Apesar da ténue recuperação da economia observada em 2014, os gregos rejeitaram nas eleições de alguns meses atrás a continuidade da liderança política daqueles que os tinham metido num beco sem saída. E, em desespero de causa, atiraram-se para os braços do vendedor de promessas. Acontece fequentemente, é assim que as democracias sossobram e os demagogos são idolatrados.

Tendo Tsipras prometido o que não pôde conseguir nas negociações em Bruxelas e etc., não tinha mais alternativas senão voltar a Atenas e perguntar ao povo que o tinha elegido o que queria o povo, ou demitir-se. Escolheu a primeira e o povo disse que não, que não aceita as condições impostas pelas instituições europeias e pelo FMI.

Votaram os gregos na ignorância do que vai acontecer a partir de hoje? De modo algum. Se há conhecimento adquirido pelos gregos, por todos, ao longo destes últimos anos, o mais intenso será certamente o das consequências da ruptura social, económica e financeira. Eles votaram à vista de filas de gente em frente às máquinas ATM e os bancos encerrados há dias.

E, agora?
Agora não sei, quem sabe?, o que irá acontecer.
Mas suponho que a União Europeia irá mudar radicalmente a partir de hoje.
Repito-me: A União Europeia é insustentável sem uma moeda comum. E uma moeda comum é insustentável sem uma federação política dos seus membros. Soberania e democracia (numa zona económica e monetária) são destrutivamente conflituantes se não se reunirem no mesmo espaço político.

Se a Europa apreender e aproveitar de vez o resultado de ontem em Atenas, o contributo de Tsipras não deve ser vilipendiado.

Varoufakis demitiu-se, ou foi aconselhado a isso, para faclitar o diálogo em mais uma maratona de negociações.

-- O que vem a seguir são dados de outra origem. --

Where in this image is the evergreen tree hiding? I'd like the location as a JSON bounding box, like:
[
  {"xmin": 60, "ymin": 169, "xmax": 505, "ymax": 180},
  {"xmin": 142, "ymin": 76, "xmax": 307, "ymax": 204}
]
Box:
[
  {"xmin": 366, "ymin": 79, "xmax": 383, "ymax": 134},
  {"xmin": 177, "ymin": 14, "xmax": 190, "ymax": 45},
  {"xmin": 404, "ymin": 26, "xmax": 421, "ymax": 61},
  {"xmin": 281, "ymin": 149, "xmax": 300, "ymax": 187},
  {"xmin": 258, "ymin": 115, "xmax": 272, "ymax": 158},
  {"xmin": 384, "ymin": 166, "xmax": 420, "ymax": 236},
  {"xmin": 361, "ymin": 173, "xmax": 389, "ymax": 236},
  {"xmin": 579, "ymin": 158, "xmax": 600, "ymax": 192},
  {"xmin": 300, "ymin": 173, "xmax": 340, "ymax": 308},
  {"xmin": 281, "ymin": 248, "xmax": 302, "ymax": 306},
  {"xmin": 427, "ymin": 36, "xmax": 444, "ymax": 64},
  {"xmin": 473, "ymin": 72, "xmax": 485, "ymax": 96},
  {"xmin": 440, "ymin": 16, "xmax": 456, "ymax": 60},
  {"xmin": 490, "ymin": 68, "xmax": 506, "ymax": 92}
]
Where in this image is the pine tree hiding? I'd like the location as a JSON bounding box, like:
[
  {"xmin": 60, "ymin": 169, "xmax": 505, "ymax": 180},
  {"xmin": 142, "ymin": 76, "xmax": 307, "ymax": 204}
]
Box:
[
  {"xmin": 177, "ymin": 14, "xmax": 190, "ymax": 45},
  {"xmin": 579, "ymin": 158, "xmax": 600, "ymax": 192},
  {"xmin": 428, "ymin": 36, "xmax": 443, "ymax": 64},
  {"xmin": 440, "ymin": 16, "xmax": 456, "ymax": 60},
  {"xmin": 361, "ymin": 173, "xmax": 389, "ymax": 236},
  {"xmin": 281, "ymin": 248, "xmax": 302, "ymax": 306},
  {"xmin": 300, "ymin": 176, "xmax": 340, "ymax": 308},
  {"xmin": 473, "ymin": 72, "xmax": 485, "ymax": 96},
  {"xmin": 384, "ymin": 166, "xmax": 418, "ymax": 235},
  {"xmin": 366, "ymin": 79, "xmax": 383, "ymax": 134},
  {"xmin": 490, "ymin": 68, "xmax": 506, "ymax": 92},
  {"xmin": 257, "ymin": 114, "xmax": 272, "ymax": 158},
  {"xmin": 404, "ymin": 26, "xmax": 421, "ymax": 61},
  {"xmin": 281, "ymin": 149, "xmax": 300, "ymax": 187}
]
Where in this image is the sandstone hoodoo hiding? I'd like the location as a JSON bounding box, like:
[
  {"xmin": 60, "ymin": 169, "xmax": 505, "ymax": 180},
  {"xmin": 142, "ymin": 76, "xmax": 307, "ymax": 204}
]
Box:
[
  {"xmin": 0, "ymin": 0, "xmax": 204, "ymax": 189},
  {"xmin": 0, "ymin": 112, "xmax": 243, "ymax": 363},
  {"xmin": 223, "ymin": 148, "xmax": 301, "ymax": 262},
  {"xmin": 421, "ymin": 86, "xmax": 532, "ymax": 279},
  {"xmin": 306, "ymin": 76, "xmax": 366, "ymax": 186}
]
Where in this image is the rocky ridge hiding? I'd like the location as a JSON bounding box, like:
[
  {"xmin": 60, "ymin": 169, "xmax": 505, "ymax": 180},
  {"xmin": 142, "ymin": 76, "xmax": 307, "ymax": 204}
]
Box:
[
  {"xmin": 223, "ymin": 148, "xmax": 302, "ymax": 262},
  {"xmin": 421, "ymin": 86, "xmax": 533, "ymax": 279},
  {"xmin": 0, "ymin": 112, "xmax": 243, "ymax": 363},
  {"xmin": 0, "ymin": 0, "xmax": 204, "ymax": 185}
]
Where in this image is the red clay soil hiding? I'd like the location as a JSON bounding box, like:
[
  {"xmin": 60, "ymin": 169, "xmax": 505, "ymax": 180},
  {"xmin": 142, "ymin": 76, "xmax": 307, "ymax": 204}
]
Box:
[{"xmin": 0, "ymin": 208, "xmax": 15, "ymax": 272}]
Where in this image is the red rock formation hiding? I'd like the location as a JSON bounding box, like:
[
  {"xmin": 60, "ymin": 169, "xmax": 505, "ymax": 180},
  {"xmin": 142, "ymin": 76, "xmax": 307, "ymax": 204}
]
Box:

É esse o geral entendimento de analistas dos mais insuspeitos quadrantes de serem alinhados com a esquerda: Financial Times, Economist, entre outros.
Parece-me pouco pertinente ( ) considerá-lo cobarde e incompetente.

( ) Colocar Tsipras e Varoufakis como principais responsáveis da tragédia grega, quando é claríssimo que a tragédia já tinha atingido o clímax quando eles entraram em cena por repúdio da plateia dos actores que lá tinham estado antes,  é muito excessivo. Os grandes responsáveis pelas diversas tragédias que se desenrolam de tempos a tempos em vários pontos deste mundo são os banqueiros.

Sim, os banqueiros.
Foram eles que, movidos pela ganância, emprestaram muito para além das possibilidades de reembolso aos credores.
E os gregos?

Os gregos são inacreditáveis?
Os gregos são impostores?
Os gregos são intratáveis?
Os gregos são chantagistas?
Os gregos são tudo isso e muito pior?

Admitamos que sim.
Então por que lhe emprestaram os banqueiros tanto dinheiro conhecendo-lhes a falta de carácter?

Sabe-se bem porquê:
Se uma empresa vende mercadoria a um cliente sem analisar o risco que corre, isto é, a capacidade do devedor pagar o que deve, o que acontece se o cliente não paga? O fornecedor incauto tem de registar na sua contabilidade um "incobrável", uma perda, portanto.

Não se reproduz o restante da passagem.